Non è il primo, non sarà l’ultimo. L’Italia è un Paese economicamente alla deriva. Chi ha rischiato in proprio si ritrova spesso, drasticamente, nel mezzo di una strada che conduce a un muro. E, rispetto ai dipendenti, non può contare su alcuna rete di protezione.

L’imprenditore era padre di un consigliere regionale del Movimento Cinque Stelle.

Comunicando la notizia, il blog di Beppe Grillo ha parlato di Omicidio di Stato. E ha definito i colpevoli di quanto accaduto, Assassini di Stato.

Senza entrare nel merito della vicenda (lo Stato ha molte colpe, quasi quante, in altri casi, ne hanno avute ad esempio gli usurai) mi limiterò a osservare tre cose:

1) Purtroppo i suicidi per povertà sono una caratteristica del mondo occidentale dalla quale non sono esenti i salariati, specie quelli a tempo determinato.

2) L’eloquio “Omicidio di Stato” e “Assassinio di Stato” prevede, tecnicamente, una guerra civile in risposta.

3) Un anno fa a Perugia uno squilibrato sparava a due dipendenti della Regione.

Se è possibile, una certa attenzione al lessico potrebbe risultare utile.

Un pensiero, un altro ancora, all’imprenditore così solo e disperato da farla finita.

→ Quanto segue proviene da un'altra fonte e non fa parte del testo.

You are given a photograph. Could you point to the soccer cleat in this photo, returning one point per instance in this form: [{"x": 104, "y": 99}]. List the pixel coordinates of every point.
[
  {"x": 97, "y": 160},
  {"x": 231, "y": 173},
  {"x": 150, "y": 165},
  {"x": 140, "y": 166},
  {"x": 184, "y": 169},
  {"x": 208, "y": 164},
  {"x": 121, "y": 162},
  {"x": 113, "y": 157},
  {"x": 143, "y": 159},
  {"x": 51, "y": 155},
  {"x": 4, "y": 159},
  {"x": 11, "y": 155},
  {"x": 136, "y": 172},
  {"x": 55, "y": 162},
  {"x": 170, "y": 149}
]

E un’ultima considerazione: siccome lo Stato siamo noi, significa che in quella morte siamo tutti coinvolti. Da chi non ha saputo garantire una gestione umana del debito – nel caso fosse appunto nei confronti dello Stato – a chi non paga le tasse e riduce risorse per gli ammortizzatori sociali, ben più presenti in Paesi diversi dal nostro.

Sarebbe ora che imparassimo a prenderci le colpe, senza pensare che basti urlare più forte per sentirci assolti.